The fine that may be imposed on a state budget authority is capped at a maximum of HUF 20 million (ca EUR 60,000).

  • DPA registration obligations: The Amendment's ministerial reasoning confirms that no local registration of data processed under the GDPR is required. However, it says that the Hungarian data protection register shall be archived and that the Hungarian DPA may use the previous filing's details in connection with investigations concerning data processing started before 25 May 2018.
  • Certifications: The Amendment defines the framework for supplementing regulations implementing the certification mechanisms under GDPR Article 42. The Hungarian DPA may perform the certification on the basis of an agreement with the data controller or processor applying for the certification.

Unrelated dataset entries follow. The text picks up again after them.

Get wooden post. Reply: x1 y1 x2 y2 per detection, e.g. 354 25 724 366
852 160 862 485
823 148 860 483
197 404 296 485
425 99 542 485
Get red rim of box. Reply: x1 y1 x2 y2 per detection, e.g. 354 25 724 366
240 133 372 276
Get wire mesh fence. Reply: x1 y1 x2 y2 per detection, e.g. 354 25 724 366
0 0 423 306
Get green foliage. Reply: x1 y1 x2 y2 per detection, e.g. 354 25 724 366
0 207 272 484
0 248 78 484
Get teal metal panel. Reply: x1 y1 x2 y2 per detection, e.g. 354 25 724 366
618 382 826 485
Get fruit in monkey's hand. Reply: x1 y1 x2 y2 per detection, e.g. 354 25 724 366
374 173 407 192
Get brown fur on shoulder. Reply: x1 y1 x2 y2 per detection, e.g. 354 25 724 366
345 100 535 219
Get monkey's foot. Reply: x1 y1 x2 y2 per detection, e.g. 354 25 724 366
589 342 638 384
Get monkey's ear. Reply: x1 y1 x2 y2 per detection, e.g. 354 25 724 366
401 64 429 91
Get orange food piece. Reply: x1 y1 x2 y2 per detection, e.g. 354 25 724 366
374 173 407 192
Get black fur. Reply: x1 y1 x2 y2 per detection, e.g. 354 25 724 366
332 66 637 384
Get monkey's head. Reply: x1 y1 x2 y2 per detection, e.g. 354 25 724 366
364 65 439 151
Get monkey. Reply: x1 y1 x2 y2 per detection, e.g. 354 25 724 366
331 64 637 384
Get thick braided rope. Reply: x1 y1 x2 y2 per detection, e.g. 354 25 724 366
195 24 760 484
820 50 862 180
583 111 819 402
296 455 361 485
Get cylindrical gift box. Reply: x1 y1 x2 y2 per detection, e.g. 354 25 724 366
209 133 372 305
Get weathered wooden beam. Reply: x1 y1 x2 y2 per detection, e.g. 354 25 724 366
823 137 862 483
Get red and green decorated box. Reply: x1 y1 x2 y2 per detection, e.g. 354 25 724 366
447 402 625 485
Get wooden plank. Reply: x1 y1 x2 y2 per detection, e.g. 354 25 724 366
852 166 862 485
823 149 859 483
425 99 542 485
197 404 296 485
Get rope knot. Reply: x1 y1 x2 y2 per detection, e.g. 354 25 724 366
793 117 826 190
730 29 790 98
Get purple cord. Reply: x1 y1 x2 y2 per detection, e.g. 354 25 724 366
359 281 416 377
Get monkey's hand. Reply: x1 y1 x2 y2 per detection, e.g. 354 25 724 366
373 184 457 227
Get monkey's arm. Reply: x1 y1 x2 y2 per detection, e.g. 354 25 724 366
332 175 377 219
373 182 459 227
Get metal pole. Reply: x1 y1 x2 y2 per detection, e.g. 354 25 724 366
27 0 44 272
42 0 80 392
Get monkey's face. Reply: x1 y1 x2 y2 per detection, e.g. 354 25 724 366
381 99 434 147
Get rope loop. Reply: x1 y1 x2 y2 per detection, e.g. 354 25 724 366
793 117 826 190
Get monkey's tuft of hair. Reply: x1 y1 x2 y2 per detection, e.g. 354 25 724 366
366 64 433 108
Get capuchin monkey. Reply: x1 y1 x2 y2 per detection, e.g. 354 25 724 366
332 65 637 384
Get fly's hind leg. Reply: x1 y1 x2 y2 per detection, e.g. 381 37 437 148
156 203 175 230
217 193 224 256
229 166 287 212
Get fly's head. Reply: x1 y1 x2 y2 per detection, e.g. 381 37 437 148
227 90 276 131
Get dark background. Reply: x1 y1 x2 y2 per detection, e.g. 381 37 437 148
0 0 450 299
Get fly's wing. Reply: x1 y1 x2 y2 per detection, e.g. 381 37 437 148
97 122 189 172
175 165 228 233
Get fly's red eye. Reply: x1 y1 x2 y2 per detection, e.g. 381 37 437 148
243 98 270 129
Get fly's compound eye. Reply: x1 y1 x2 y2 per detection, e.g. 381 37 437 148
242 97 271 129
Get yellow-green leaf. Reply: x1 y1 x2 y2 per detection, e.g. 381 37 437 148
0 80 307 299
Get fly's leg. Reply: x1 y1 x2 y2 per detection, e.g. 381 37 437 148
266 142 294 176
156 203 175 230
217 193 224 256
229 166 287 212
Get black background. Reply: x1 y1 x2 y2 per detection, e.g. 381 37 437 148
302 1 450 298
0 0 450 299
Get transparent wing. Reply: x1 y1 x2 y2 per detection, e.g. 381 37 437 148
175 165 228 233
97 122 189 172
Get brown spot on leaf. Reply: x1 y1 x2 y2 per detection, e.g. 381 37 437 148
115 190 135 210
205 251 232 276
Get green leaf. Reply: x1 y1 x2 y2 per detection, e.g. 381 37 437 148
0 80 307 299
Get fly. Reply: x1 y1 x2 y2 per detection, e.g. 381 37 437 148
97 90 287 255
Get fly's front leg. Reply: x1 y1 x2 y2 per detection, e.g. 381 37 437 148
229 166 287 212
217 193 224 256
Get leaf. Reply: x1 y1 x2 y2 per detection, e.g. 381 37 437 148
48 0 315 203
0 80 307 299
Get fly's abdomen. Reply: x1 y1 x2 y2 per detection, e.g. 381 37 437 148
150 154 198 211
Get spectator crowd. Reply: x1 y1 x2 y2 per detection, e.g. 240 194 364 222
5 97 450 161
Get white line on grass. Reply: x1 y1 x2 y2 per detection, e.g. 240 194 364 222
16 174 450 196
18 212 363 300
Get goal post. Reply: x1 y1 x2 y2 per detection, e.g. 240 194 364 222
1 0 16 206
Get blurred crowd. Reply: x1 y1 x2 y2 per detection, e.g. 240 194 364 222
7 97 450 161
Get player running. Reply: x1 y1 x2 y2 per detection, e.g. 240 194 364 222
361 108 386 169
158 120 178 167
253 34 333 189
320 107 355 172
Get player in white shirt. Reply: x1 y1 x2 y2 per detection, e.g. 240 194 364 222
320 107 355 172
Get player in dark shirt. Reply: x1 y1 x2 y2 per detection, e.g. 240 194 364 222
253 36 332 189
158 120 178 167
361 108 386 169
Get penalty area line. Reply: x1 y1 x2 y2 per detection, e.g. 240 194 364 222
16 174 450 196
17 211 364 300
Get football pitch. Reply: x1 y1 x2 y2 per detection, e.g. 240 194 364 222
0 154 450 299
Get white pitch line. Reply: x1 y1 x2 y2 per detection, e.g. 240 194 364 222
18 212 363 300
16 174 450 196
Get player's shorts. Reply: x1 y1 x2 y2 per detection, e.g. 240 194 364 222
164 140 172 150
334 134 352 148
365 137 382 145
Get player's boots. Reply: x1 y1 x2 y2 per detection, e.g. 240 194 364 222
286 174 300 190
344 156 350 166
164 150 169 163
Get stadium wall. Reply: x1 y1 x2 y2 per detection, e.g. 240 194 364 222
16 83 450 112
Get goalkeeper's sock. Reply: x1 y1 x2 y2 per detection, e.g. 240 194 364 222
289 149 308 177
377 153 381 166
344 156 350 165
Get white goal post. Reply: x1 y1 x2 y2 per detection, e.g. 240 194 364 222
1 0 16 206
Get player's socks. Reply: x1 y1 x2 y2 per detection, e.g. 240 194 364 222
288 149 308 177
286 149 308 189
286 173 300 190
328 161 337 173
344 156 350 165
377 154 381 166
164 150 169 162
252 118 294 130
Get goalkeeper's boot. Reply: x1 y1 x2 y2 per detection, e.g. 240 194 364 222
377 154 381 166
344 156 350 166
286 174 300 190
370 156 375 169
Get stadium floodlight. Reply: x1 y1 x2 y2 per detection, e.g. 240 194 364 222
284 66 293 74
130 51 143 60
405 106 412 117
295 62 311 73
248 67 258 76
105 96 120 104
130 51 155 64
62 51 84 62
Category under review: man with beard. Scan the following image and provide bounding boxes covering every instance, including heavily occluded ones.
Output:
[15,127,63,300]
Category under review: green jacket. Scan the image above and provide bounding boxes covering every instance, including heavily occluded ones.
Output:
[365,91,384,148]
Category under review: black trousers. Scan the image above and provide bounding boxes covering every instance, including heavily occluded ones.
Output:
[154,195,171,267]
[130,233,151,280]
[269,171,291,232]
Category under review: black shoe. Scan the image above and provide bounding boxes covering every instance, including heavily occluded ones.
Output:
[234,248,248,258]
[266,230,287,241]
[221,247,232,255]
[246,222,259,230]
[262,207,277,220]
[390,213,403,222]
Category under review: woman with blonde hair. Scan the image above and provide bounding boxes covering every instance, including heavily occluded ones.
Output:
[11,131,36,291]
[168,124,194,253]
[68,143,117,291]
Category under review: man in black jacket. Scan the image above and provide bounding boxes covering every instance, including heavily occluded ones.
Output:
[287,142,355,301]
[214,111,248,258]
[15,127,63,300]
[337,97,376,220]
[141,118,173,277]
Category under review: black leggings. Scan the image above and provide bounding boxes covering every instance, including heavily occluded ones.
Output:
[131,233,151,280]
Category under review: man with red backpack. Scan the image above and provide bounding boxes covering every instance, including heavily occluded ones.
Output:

However, the Amendment does not at all address sectoral data protection laws. As a result, comprehensive data protection legislative reform in Hungary is expected to be adopted during the Parliament's fall session. It will need to thoroughly harmonize sector-specific legislation, including the special provisions applicable to: data processing in the context of employment; the processing of health data; and data processing for whistleblowing and for direct marketing purposes. Given that the relevant sectoral laws have not yet been harmonized and amended, and that other legislation relevant to data privacy rights is pending, businesses in Hungary will continue to encounter inconsistency issues across the range of Hungarian laws that regulate data protection.